Benchmarking Density Functional Theory for Accurate Calculation of Nitride Band Gaps.

Journal: Journal of chemical theory and computation
Published Date:

Abstract

We benchmark exchange-correlation functionals for the calculation of fundamental band gaps of inorganic nitrides. These include conventional functionals such as the local density approximation (LDA), the generalized-gradient (Perdew-Burke-Ernzerhof) approximation (PBE), simple Slater exchange functionals (SLOC), specialized LDA/GGA-derived high local exchange (HLE16) and Armiento-Kümmel semilocal (AK13) functionals, meta-GGA functionals including TASK, the modified Becke-Johnson functional (mBJ), and Heyd-Scuseria-Ernzerhof (HSE06) hybrid functional, as well as quasiparticle GW theory.

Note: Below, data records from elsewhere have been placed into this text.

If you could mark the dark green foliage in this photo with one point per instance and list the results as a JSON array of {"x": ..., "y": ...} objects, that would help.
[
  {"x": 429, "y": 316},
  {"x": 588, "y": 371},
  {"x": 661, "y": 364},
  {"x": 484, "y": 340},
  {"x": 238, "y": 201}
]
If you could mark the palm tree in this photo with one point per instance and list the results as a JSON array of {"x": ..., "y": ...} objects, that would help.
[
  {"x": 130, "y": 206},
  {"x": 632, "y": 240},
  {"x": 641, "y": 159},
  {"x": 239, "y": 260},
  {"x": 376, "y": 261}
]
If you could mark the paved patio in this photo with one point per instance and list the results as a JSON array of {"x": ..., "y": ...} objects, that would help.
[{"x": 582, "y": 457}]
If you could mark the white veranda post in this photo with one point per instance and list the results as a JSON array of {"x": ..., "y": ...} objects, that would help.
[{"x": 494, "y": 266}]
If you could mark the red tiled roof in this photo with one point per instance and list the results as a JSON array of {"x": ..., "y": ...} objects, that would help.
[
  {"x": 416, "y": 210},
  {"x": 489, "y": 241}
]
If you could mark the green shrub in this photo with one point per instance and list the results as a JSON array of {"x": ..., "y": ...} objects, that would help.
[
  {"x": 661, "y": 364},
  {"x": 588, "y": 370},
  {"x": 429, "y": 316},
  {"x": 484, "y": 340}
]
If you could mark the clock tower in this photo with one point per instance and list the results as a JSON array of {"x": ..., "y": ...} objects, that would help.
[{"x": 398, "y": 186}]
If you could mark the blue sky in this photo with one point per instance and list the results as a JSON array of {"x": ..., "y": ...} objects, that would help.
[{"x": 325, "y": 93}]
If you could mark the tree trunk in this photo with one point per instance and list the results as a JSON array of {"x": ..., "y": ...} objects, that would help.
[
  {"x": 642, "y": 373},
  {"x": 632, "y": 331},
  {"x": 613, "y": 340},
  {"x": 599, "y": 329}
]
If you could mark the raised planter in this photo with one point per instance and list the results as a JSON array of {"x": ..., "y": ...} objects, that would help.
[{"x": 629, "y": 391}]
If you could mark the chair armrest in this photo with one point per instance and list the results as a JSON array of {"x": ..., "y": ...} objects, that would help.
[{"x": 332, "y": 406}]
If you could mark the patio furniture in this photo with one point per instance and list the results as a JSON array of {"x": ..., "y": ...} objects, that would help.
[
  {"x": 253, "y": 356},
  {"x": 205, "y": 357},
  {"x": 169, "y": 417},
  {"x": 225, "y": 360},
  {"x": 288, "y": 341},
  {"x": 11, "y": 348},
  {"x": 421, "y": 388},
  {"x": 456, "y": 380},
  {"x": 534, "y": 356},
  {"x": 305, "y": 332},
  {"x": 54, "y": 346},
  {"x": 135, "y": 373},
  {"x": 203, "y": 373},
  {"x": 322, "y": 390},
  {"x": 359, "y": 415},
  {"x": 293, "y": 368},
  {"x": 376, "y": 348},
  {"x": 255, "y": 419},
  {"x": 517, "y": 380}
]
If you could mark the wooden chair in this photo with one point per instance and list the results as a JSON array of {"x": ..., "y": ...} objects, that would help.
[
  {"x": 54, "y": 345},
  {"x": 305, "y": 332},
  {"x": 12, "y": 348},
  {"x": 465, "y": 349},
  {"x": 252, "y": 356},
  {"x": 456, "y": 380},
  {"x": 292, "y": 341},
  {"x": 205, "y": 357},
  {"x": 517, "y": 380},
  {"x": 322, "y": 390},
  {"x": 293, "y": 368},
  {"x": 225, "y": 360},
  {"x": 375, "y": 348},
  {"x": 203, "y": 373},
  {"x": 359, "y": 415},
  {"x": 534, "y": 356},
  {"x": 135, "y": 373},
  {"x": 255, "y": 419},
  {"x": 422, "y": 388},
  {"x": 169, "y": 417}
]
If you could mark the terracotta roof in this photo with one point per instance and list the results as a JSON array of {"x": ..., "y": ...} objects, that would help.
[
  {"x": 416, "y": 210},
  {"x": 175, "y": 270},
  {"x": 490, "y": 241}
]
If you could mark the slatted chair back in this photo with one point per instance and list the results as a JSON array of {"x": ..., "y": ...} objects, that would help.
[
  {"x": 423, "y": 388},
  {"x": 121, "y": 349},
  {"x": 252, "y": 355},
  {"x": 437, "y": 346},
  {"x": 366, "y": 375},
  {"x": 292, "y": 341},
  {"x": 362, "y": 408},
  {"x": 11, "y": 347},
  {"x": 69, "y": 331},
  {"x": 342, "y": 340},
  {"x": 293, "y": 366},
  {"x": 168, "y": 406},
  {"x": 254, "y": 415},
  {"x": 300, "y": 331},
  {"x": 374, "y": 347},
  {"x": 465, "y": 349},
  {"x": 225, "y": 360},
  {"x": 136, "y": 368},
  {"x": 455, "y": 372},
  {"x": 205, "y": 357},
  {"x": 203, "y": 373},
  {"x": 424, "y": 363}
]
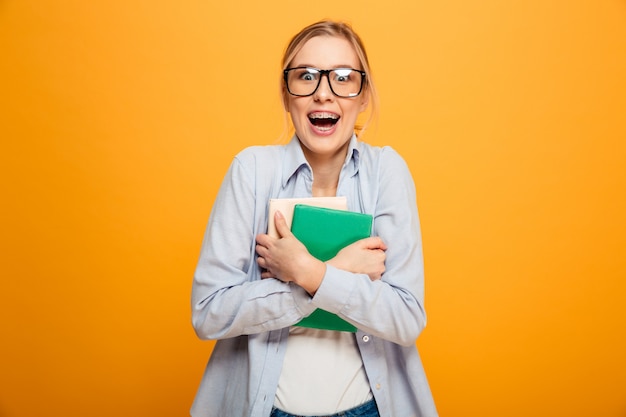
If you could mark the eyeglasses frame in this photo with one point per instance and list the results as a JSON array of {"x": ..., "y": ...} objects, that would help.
[{"x": 322, "y": 73}]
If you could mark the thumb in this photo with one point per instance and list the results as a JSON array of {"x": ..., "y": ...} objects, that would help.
[
  {"x": 281, "y": 224},
  {"x": 373, "y": 242}
]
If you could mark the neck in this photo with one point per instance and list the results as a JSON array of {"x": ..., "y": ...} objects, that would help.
[{"x": 326, "y": 174}]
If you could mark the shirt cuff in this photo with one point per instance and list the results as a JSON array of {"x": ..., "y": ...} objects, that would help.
[{"x": 336, "y": 290}]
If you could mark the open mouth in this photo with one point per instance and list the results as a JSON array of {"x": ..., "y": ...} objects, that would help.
[{"x": 323, "y": 121}]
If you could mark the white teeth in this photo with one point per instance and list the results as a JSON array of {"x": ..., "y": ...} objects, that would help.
[{"x": 323, "y": 115}]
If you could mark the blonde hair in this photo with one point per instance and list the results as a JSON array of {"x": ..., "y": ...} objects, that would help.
[{"x": 340, "y": 30}]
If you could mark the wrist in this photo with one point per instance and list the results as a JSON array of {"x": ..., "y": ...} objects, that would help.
[{"x": 313, "y": 276}]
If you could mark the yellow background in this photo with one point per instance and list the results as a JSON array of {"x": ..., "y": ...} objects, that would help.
[{"x": 118, "y": 120}]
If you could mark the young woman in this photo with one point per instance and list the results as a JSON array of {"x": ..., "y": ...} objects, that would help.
[{"x": 251, "y": 288}]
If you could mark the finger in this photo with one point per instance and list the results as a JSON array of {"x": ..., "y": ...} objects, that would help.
[{"x": 281, "y": 224}]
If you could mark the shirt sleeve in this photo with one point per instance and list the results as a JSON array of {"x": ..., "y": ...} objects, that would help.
[
  {"x": 392, "y": 307},
  {"x": 228, "y": 296}
]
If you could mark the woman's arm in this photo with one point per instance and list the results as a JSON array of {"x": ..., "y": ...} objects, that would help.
[
  {"x": 228, "y": 297},
  {"x": 392, "y": 307}
]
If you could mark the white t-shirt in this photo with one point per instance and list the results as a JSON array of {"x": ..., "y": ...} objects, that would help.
[{"x": 322, "y": 373}]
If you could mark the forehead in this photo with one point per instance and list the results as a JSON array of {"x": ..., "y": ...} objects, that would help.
[{"x": 327, "y": 52}]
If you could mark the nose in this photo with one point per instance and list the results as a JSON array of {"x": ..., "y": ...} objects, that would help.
[{"x": 323, "y": 92}]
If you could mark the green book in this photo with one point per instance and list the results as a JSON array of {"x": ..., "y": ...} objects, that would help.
[{"x": 325, "y": 232}]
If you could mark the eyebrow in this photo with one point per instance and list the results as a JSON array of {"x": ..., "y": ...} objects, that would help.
[{"x": 333, "y": 67}]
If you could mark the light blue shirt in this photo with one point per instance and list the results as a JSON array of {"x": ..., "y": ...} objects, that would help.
[{"x": 250, "y": 317}]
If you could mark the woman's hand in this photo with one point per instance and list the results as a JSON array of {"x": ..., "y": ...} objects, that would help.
[
  {"x": 287, "y": 259},
  {"x": 366, "y": 256}
]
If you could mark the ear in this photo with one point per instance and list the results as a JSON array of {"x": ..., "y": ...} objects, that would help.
[
  {"x": 285, "y": 97},
  {"x": 365, "y": 100}
]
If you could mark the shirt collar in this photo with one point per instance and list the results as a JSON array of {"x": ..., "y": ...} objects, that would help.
[{"x": 295, "y": 159}]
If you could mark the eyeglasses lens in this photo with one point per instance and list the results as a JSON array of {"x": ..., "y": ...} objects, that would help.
[{"x": 344, "y": 82}]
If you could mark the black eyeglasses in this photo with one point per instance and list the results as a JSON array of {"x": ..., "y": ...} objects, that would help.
[{"x": 343, "y": 82}]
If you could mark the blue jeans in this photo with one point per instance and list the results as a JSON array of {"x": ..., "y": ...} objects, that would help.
[{"x": 366, "y": 410}]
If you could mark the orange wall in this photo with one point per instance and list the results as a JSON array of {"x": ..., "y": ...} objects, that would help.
[{"x": 118, "y": 120}]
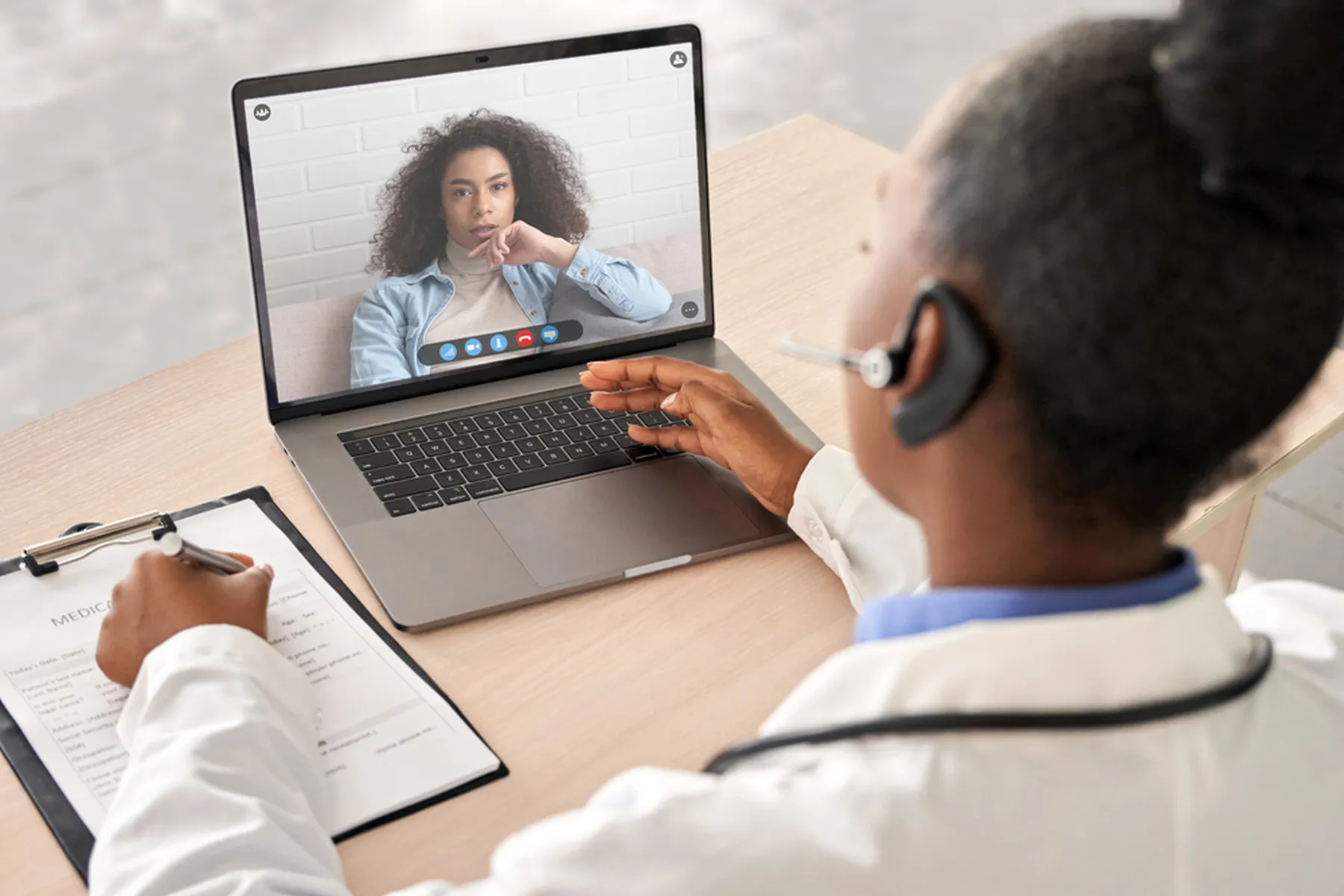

Since inorganic nitrides remain strongly under-represented in previous extensive benchmark studies, the current subdatabase contributes towards building a future large-scale balanced materials compilation of band gaps to benchmark theory. From a literature survey, we carefully collect 25 binary and 11 ternary nitrides with a focus on semiconductors spanning the periodic table, including ionic Li3N, antibixbyite-structured X3N2 (X = Be, Mg, Ca), early transition metals and lanthanides (e.g., ScN, YN, and LaN), ultrahard Th3P4-type structured M3N4 (M = Zr, Hf) compounds, promising photocatalysts Ta3N5, different polymorphs of III-V reference covalent nitrides (BN, AlN, GaN), and many M3N4 polymorphs (M = C, Si, and Ge) such as spinel-structured phases. Consistent with previous extensive benchmark tests, conventional LDA/PBE unsystematically largely underestimate band gaps with mean absolute errors (MAE) of >1.0 eV and mean absolute percentage errors (MAPE) of about 50%. Simple Slater exchange functional, SLOC, the GGA-derived AK13LDA and HLE16 functionals show improvement over LDA/PBE with MAE of 0.5-0.6 eV (MAPE ∼ 20-25%) with mBJ and HSE06 being the most accurate, with MAE = 0.30 and 0.28 eV (MAPE 12.1% and 11.1%), respectively. Strategies for the development of machine learning and the choice of appropriate exchange-correlation functionals for high-throughput large-scale material screening are discussed in light of these results.